Note that the latter two definitions refer to varying levels of significance. In order to make these definitions operational, you must consider a collection of hypothesis tests. Formally, an hypothesis test, $\phi: \mathcal{X} \rightarrow \{0,1\}$ is a function from the sample space that assumes the value $1$ if $H_0$ is rejected and the value $0$, otherwise.

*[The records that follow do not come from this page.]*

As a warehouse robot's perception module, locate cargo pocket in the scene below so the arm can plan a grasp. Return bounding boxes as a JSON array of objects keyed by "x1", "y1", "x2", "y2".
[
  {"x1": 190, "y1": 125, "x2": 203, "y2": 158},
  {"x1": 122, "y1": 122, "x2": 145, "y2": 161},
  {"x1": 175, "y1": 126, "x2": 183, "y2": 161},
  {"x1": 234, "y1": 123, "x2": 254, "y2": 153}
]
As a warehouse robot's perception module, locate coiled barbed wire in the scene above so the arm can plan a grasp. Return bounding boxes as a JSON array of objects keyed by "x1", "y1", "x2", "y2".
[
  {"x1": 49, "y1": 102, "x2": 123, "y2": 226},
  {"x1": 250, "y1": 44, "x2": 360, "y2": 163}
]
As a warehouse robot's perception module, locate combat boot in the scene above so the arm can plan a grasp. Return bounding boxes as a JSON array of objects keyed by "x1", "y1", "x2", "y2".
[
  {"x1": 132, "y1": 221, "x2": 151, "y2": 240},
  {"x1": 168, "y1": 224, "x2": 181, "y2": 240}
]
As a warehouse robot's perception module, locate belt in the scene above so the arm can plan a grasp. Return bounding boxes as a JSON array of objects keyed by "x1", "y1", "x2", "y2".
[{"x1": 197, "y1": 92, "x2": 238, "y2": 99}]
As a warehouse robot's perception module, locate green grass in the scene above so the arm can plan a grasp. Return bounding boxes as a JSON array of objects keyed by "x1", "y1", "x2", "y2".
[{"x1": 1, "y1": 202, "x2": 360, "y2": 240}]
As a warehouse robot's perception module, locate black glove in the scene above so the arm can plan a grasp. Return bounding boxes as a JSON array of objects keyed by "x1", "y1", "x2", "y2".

Let $(\phi_{\alpha})_{\alpha \in (0,1)}$ be a collection of hypothesis tests such that $\phi_{\alpha}$ has size $\alpha$ and that satisfy monotonicity, that is, if $\alpha_1 \leq \alpha_2$, then for every $x$, $\phi_{\alpha_1}(x) \leq \phi_{\alpha_2}(x)$. The latter two definitions say that the p-value is a function $p: \mathcal{X} \rightarrow (0,1)$ such that $p(x)=\inf \{\alpha: \phi_{\alpha}(x)=1\}$. Observe that, for every $\theta \in H_0$,

\begin{align*} \mathbb{P}_\theta(p(X) \leq \alpha^*) &= \mathbb{P}_\theta(\inf \{\alpha: \phi_{\alpha}(X)=1\} \leq \alpha^*) \\ &= \mathbb{P}_\theta(\phi_{\alpha^*}(X)=1) & \text{monotonicity} \\ &\leq \alpha^* & \phi_{\alpha^*} \text{ has size } \alpha^* \end{align*}

This shows that the p-value as in Rohatgi and Schervish satisfies the property presented in Casella.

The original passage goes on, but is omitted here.